Howard Fischer
Capitol Media Services
PHOENIX — Arizona Gov. Katie Hobbs is declaring a heat state of emergency — but only of three of Arizona’s 15 counties.
The declaration issued Friday for Maricopa, Pinal and Coconino counties is based on the National Weather Service issuing excessive heat warnings there for 30 consecutive days. That provided a legal basis for Hobbs to decide the situation had reached emergency levels.
The declaration frees up $200,000 that can be used to reimburse local government agencies in those counties for additional costs they have incurred between June 30 and July 30 related to the heat.
The rest of the state isn’t being entirely left out. Hobbs issued a separate executive order Friday requiring various state agencies to develop plans for future excessive heat situations.
Most of that involves coming up with proposals and programs that won’t be ready for months, however.

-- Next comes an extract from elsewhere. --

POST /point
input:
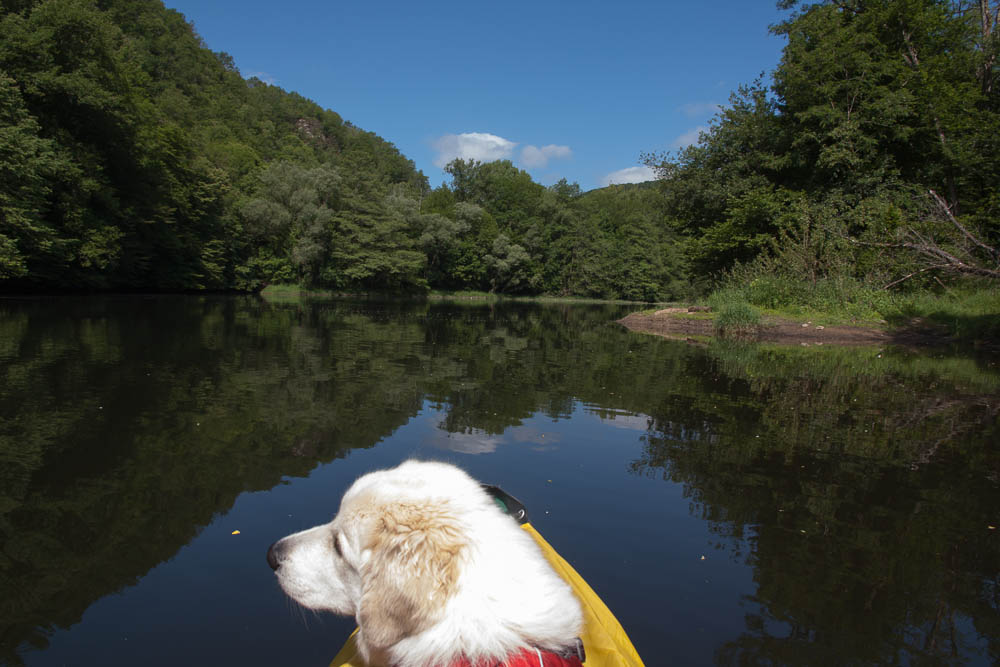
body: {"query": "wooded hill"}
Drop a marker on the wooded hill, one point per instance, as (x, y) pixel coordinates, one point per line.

For example, the Governor’s Office of Resiliency is charged with developing an “extreme heat response plan’’ by March, one designed to ensure the state is prepared to respond to, and recover from, extreme heat in future years. The same agency is supposed to propose changes in state law designed to protect the elderly, children, medically vulnerable and other affected communities from extreme heat.
Hobbs is providing the agency with $13.3 million of federal dollars to prevent power outages and improve the resilience of the grid across the state.

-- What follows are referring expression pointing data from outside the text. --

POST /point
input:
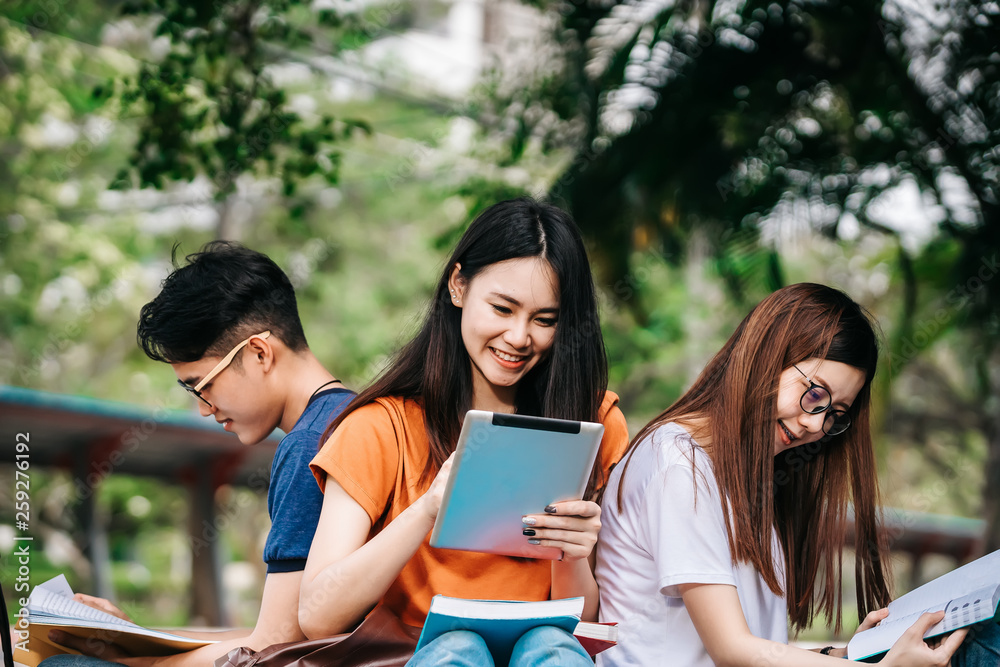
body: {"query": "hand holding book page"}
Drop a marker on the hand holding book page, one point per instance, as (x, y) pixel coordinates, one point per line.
(51, 607)
(967, 595)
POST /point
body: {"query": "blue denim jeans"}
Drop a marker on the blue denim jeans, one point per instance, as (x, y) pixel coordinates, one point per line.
(981, 647)
(544, 646)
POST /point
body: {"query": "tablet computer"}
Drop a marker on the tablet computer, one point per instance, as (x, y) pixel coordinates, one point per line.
(507, 466)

The state health director has been told to come up with a plan to allocate resources to respond to extreme heat, ranging from emergency room use and heat-related workplace incidents to morgue capacity and distribution of cooling and heat-relief centers.
Hobbs’ executive order includes opening two new cooling centers near the Capitol in Phoenix where many homeless people gather, one in an existing office building and another in a cooled storage container specially equipped to provide short-term heat relief. Neither, however, will be open on a 24-hour basis.
Local officials in the three counties under the emergency declaration praised the move.
“This has been a brutally hot summer so far in Pinal County,’’ said Supervisor Jeffrey McClure in a prepared statement released by the Governor’s Office. “We welcome any support that the governor and the state can offer that can help provide relief to our residents.’’
In Maricopa County, Robert Rowley, director of its division of emergency management, said the county’s Human Services Department has been providing additional funds for cooling and respite centers. It also has been spending money in home and air conditioner repair for those who cannot afford it.
Patrice Horstman, who chairs the Coconino County Board of Supervisors, said temperatures at the bottom of the Grand Canyon this summer sometimes topped 115, “contributing to multiple heat-related hiker deaths and injuries in July.’’
Horstman said the record heat in her county also “took a toll on our unsheltered population.’’
According to the National Weather Service, the general rule of thumb for an excessive heat warning is when the maximum heat index temperature — what it feels like for the human body — is expected to be 105 degrees or higher for at least two days, and nighttime air temperatures will not drop below 75 degrees.
The decision to issue an excessive heat warning is based on more than absolute temperatures, said Sean Benedict, lead meteorologist at the National Weather Service in Phoenix. He said it also includes factors such as what is “normal’’ for an area.